Friday, October 31, 2014

Expose SAP data via Office 365 API to iOS and Android?

At Microsoft TechEd Europe, an important announcement is the new Office 365 APIs for iOS and Android (native) Apps. Through the Office 365 APIs, iOS and Android developers will be enabled to directly consume and utilize Office 365 entities in native mobile Apps. Initial this encompasses Office 365 mails, calendar, contacts and files/documents. Later on the roadmap also tasks, Yammer (social) and Office Graph will be made available via the Office 365 APIs.
In my previous posting I reported on the latest version of SAP Gateway for Microsoft ('GWM Azure'), that enables access to SAP data into the Office 365 context. With the announcement of the new Office 365 APIs, this gives an interesting lookout. Will it also be possible to disclose SAP data by the combination of GWM + Office 365 APIs, for usage in native iOS and Android Apps? If so, some strong use cases for new type of composite business Apps will be made possible; in which Office 365 (personal) productivity data is combined with the business data in SAP. Direct available on the nowadays preferred business channel, being tablets and smartphones. Will be interesting to closely watch the actions of SAP and Microsoft on this…

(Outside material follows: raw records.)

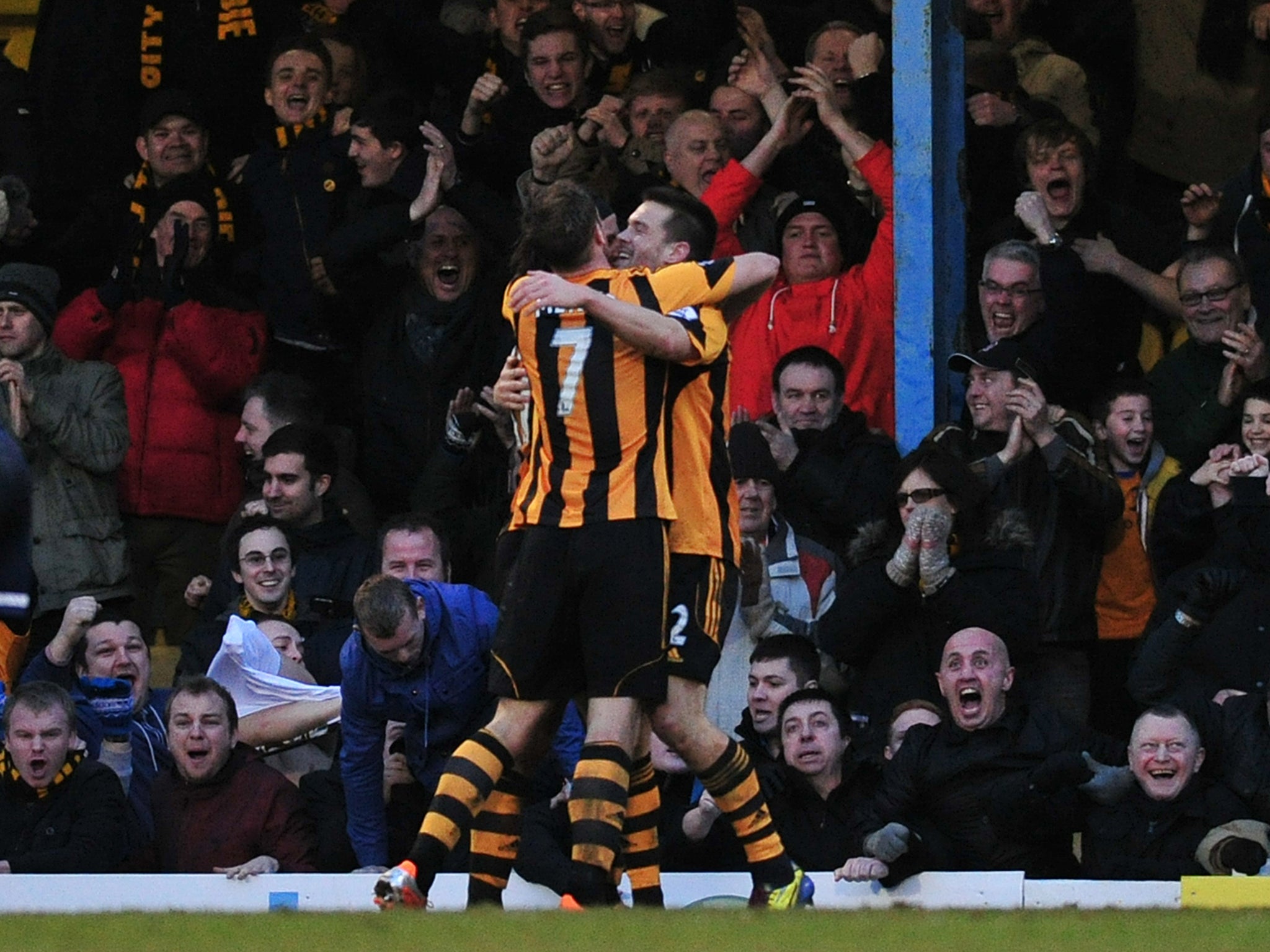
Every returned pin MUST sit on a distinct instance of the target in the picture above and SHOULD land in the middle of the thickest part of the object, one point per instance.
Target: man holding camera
(1039, 459)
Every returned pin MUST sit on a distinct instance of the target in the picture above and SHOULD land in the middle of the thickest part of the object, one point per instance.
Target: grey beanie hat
(35, 287)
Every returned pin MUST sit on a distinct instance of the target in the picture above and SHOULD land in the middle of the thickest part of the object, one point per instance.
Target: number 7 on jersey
(579, 340)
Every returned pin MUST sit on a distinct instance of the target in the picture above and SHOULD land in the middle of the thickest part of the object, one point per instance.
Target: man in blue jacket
(419, 654)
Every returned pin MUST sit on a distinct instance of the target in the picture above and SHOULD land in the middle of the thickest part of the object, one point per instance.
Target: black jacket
(1070, 505)
(972, 791)
(81, 827)
(1146, 839)
(840, 480)
(893, 637)
(296, 186)
(824, 834)
(415, 358)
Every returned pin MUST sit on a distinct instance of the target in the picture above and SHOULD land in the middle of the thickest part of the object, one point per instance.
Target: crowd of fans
(251, 352)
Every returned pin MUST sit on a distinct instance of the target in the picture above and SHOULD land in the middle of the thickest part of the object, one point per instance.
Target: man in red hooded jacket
(815, 300)
(186, 351)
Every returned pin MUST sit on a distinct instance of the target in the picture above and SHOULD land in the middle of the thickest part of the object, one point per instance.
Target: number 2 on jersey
(579, 340)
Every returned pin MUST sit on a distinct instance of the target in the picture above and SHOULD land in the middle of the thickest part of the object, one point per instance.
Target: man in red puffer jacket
(186, 350)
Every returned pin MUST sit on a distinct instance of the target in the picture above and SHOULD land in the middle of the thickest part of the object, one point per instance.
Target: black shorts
(703, 599)
(585, 612)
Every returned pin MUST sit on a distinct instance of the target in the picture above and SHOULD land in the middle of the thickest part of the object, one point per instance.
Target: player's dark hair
(691, 220)
(557, 229)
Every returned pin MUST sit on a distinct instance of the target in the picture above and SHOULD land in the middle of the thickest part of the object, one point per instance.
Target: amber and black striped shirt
(596, 442)
(705, 496)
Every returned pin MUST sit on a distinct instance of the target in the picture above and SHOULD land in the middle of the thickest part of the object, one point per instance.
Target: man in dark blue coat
(420, 655)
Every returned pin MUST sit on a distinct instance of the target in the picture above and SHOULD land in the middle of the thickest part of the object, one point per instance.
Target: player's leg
(470, 777)
(621, 614)
(642, 848)
(703, 598)
(495, 829)
(531, 667)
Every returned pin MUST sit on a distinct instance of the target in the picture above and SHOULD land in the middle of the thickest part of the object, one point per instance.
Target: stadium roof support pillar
(930, 231)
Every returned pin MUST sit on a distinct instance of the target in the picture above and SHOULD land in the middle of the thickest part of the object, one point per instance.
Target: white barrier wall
(352, 892)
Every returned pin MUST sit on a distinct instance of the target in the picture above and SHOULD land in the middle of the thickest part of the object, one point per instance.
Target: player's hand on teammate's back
(546, 289)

Thursday, October 30, 2014

Expose SAP data into Office 365 productivity clients

On 16 September, SAP launched an update of their product SAP Gateway for Microsoft (GWM). Code-named "GWM Azure", this update focusses on integration of SAP backend data and functionality, through SAP NetWeaver Gateway, in the Microsoft Azure cloud and Office 365 tenants.
As a member of the Customer Engagement Initiative group on SAP-Microsoft Interoperability, I was fortunate to participate in the product’s customer validation preceding the product launch. In our customer validation (CuV), I focussed on ‘enterprise-ready SSO’. With this phrase, I mean a robust, controlled and foremost enterprise-scaleable way to give employees via the Office 365 context access to the on-premise SAP data and functionality. In practice this translates for me into rely on authentication standards like SAML2, OAuth2, X.509 certificates; and not make use of username/password (weak) authentication. Mind you, the latter is fine for initially playing around and executing PoC’s. But it is not a secure and maintainable approach when addressing productive scenario’s with larger user groups.
The outcome of our CuV participation turned out very well. I could proof in ample time that the SAML2 based Single Sign-On from our Office 365 tenant via GWM Azure into our on-premise SAP landscape (Gateway + business suites), well... simple works!! The access to the SAP data in the Office 365 clients is still authorized based on the SAP authorization permissions and roles. An Office 365 user is only granted access to SAP data and functionality in compliance with his/here role in the SAP business systems.
With the release of GWM sp3 (GWM Azure), the availability of an organization’s SAP business data, can easily but still secure be extended to the Office 365 productivity clients. With Microsoft putting strong emphasis on the Office 365 proposition, and lots of organizations actually buying into this (including new customers for Microsoft, as consequence of Microsoft aggressively targetting the small and midsize business market (SMB)), this adds a powerful new business proposition; for the Office 365 ecosystem but also for individual Office 365 subscribers.